# White chocolate and raspberry mousse



## Ishbel (Mar 23, 2005)

Recipe from Leith's Cookery School, London

This will make enough for 4 glasses

3 tablespoons water
2 teaspoons powdered gelatine
6 oz/170g white chocolate (good quality) chopped
3/4 pt/425ml  double cream
1 egg white
1 punnet of fresh raspberries (at the moment ours are imports from Spain)

Grated white or dark chocolate to serve

Place the water in a very small saucepan.  Sprinkle over the gelatine and leave to stand until spongy in texture

Meanwhile, place the chocolate and cream in a bowl, placed over, not IN a pan of simmering water.  Stir occasionally until all the chocolate has melted (white chocolate can overheat really easily, so take care when melting that the bowl gets no hotter than necessary!)  Remove from the heat.

Dissolve the gelatine over a very gentle heat and, when clear, add to the chocolate and cream.  Allow to cool slightly, stirring occasionally to ensure that a skin does not form.

Whisk the egg white until stiff but not dry.

When the chocolate mixture is beginning to set, fold in the raspberries and whisked egg white.

Turn into tall glasses and refrigerate until set.

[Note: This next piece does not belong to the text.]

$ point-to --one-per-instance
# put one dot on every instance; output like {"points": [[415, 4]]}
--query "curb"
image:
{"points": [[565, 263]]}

Just before serving, scatter some grated white or dark chocolate over the mousses.  Serve with some thin home made ginger snaps.


----------



## Alix (Mar 23, 2005)

OK, I know you told me this once before but I can't remember. What is double cream? Is it just higher fat content? Oh BTW, this looks wonderful, my husband is a raspberry/chocolate addict so this will be a nice dessert for Easter dinner.


----------